Depuis cette date, a-t-on entendu parler d'une religion qui eût fait
le moindre progrès ? Moi pas. "On nous dit souvent que
c'est une très vilaine chose que d'attaquer la religion, parce
qu'elle rend les hommes vertueux, écrivait
Bertrand Russell, ce petit incrédule. C'est ce que l'on
dit ; moi, je ne l'ai pas remarqué." Moi non plus.
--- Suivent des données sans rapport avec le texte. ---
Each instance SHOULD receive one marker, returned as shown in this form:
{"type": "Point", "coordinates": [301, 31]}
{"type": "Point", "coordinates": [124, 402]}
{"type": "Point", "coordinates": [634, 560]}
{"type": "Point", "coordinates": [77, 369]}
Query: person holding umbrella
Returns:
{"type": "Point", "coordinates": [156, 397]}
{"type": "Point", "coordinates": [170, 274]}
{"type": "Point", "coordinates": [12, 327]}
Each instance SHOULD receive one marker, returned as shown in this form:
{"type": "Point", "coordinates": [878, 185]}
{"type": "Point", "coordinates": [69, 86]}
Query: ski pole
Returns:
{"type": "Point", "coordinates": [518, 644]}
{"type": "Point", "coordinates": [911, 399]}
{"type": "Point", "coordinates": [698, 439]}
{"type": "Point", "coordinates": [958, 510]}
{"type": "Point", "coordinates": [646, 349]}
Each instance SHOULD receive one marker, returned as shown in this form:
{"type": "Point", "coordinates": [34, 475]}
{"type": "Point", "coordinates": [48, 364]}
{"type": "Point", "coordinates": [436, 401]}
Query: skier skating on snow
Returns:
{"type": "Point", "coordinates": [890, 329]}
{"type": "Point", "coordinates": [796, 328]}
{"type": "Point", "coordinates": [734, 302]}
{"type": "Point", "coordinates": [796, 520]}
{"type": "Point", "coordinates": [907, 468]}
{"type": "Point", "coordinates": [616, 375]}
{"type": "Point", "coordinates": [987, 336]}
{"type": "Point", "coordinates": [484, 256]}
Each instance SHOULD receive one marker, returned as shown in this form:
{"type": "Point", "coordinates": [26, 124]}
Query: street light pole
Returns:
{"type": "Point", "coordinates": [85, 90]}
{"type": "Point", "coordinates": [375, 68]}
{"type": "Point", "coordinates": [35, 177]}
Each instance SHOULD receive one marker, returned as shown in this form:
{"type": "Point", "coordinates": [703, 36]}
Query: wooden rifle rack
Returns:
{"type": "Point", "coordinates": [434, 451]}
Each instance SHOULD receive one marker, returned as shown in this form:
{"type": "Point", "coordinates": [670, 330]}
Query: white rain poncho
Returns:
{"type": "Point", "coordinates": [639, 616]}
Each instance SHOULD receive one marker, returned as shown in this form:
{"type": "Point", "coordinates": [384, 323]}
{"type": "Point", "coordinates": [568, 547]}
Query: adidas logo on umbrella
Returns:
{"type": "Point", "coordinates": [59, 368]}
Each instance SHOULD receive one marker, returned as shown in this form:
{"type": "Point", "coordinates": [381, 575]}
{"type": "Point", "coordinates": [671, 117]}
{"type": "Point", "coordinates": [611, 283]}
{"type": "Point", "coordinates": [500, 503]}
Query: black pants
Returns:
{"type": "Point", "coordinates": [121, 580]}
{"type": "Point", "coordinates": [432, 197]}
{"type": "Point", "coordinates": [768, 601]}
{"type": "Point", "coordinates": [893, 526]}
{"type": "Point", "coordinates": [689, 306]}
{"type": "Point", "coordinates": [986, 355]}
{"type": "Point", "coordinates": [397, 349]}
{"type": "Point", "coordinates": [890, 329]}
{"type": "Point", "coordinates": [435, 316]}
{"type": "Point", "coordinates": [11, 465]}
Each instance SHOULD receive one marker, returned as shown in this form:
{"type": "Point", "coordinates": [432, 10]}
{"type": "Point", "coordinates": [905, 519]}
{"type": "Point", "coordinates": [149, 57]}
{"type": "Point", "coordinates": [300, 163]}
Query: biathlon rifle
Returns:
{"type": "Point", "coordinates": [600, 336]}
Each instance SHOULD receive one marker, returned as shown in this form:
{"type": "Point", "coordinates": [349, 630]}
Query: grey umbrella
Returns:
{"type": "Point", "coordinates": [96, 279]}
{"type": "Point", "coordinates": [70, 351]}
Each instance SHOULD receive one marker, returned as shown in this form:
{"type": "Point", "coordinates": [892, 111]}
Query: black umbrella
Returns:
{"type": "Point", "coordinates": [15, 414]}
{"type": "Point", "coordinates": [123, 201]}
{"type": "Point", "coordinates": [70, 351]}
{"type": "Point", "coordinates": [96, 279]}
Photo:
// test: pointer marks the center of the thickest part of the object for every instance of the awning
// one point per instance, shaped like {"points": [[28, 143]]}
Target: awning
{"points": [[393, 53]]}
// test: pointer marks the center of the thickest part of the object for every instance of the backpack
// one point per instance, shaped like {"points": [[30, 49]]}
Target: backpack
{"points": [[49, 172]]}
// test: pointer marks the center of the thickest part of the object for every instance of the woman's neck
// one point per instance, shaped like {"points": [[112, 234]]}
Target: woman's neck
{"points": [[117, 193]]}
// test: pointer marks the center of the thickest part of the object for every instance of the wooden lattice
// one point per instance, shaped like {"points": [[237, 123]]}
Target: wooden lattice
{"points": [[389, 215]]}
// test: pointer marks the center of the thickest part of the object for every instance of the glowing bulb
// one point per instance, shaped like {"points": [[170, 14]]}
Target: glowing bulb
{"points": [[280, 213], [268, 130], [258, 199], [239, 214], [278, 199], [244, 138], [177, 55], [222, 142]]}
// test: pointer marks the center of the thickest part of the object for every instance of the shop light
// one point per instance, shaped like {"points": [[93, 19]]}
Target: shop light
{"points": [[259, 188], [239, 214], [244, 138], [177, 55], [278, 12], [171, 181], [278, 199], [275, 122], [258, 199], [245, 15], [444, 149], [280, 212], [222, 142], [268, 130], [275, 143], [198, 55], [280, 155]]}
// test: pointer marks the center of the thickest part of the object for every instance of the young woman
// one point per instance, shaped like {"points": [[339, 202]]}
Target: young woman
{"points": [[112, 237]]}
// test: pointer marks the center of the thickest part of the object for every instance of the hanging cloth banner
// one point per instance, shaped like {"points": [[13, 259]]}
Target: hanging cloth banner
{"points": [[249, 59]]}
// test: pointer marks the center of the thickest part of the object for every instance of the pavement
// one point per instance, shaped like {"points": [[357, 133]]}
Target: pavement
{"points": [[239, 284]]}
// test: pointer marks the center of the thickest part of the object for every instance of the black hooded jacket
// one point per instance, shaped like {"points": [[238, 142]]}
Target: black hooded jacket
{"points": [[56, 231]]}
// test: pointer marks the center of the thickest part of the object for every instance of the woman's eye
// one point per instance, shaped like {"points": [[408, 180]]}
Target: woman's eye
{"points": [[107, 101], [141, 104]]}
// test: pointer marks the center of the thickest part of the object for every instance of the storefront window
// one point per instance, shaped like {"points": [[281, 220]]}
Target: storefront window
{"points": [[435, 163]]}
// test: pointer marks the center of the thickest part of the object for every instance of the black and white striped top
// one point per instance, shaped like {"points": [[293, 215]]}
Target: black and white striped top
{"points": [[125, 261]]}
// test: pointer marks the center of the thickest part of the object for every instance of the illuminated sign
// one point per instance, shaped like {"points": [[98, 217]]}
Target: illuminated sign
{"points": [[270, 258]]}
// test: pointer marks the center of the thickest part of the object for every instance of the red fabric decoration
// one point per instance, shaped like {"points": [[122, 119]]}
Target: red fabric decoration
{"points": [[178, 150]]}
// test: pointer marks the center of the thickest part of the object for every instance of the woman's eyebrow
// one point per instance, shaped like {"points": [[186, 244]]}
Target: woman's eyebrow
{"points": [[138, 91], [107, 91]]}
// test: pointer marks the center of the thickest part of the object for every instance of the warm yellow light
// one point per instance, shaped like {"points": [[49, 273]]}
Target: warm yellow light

J'ai plutôt remarqué que tous les gens religieux croisés au cours
de mon existence étaient particulièrement doués pour s'autoriser
ce qu'ils interdisaient aux autres et pour interdire ce qu'ils
estimaient bon pour leur gueule.
"Mollah,
si vos prières ont quelque pouvoir / Montrez-moi que vous pouvez
faire bouger la mosquée ! / Sinon, prenez quelques doigts de
whisky / Et voyez comme la mosquée bouge d'elle-même", a
écrit Khushwant Singh, l'écrivain pakistanais anglophone,
l'individu le plus méprisé de l'ulema après Salman Rushdie et
Taslima Nasreen.
Pour
finir sur une note ouverte, je pose cette question : tolérer
l'intolérance, c'est de la sainteté ou de la naïveté ? De
l'héroïsme ou de la stupidité ? Du bouddhisme zen ou de la
lâcheté ?
"Kusaila"
1cité
par Romain Gary dans son roman Les Clowns lyriques.
2Outre
le fait non négligeable que je risque à tout moment d'être
assassiné par l'un de leurs représentants qui aura estimé que je
lui ai manqué de respect, ou simplement parce que je me serais
trouvé sur son chemin de croix ou sur le lieu de son sacrifice
"divin"...
3cité
en exergue du roman de Jean Vautrin, Un grand pas vers le Bon
Dieu.
4Pourquoi
pas les clergés respectifs des religions concernées ? Ce
serait juste et approprié ; sauf que, comme d'habitude, les
chefs n'accepteront jamais de mettre la main à la pâte et ils
enverront des pauvres et des handicapés...
5Notamment,
et de plus en plus, par des écrans d'ordinateur – j'en connais
même qui se croient devant ;
mais on n'est jamais devant un écran ; du point de vue
de l'autre, on est toujours derrière.
6Dans
son utopie proto-libertaire La Terre australe connue,
livre introuvable en édition courante. On ne le trouve que dans le
volume Libertins du XVIIe,
la Pléiade, donc hors de portée des bourses modestes.